Table of contents
1.
Introduction
2.
Problem Statement
3.
Approach
3.1.
Naive approach
3.2.
Efficient approach
3.2.1.
Using z function
3.2.2.
Using LPS array
4.
Pseudocode
5.
Code in Python
5.1.
Time Complexity
5.2.
Space Complexity
6.
Frequently Asked Questions
7.
Key Takeaways
Last Updated: Mar 27, 2024

Shortest Palindrome

Author HET FADIA
1 upvote

Introduction

This article aims to familiarise you with the string matching algorithms used for pattern matching. We will be solving the Shortest Palindrome using the KMP and the z algorithm.

To brush up on your knowledge of the Knuth Morris Pratt algorithm, you can read the article Knuth Morris Pratt on Coding Ninjas Studio.

Let’s see the problem statement in the next section.

Problem Statement

A string S consisting of lowercase English alphabet characters is given to us. We can add any lowercase English alphabet character to the front any number of times. We have to add a minimum number of lowercase English alphabet characters in the front of the string to make the string palindrome and return the new palindromic string.

A palindromic string is a string that reads the same backwards and forwards.

Let N be the length of the string. Here the constraint is 0<= N <= 105.

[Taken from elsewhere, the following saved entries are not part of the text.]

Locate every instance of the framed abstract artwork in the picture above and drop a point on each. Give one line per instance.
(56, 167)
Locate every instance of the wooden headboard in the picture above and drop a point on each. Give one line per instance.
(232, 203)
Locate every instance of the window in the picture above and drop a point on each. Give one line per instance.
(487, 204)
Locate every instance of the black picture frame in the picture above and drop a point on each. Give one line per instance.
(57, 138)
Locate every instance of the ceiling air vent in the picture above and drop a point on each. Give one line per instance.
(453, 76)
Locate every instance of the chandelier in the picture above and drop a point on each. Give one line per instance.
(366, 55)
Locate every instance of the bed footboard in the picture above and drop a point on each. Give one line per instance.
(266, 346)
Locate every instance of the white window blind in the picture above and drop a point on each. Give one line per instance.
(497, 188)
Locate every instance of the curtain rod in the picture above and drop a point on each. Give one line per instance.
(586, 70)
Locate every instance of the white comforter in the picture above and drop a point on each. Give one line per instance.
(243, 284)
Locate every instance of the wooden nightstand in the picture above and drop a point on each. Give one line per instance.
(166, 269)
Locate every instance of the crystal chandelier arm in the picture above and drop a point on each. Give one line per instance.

Let us see a few examples of the problem statement below:

Input

aabbaabb

Output

bbaabbaabb

Explanation: “aabbaa” is a palindrome. So we can add “bb” in the front to make the whole palindrome. 

Input

abaaba

Output

abaaba

Explanation: It is already a palindrome. 

Input

abcdef

Output

fedcbabcdef

Explanation: The palindrome starting at 0 index is “a”. Thus, we have to add “bcdef” in the front to make the string “fedcbabcdef”, which is a palindrome.

Approach

We know that in the string s, if s[0…j] is a palindrome, we can add reversed s[j+1…] in the beginning to make the s palindrome.

So our target is to find the maximum j such that s[0..j] is a palindrome. 

Naive approach

1. In the naive approach, we can check if the string is palindrome for every j. 

2. We can know the maximum j such that the string s[0…j] is a palindrome.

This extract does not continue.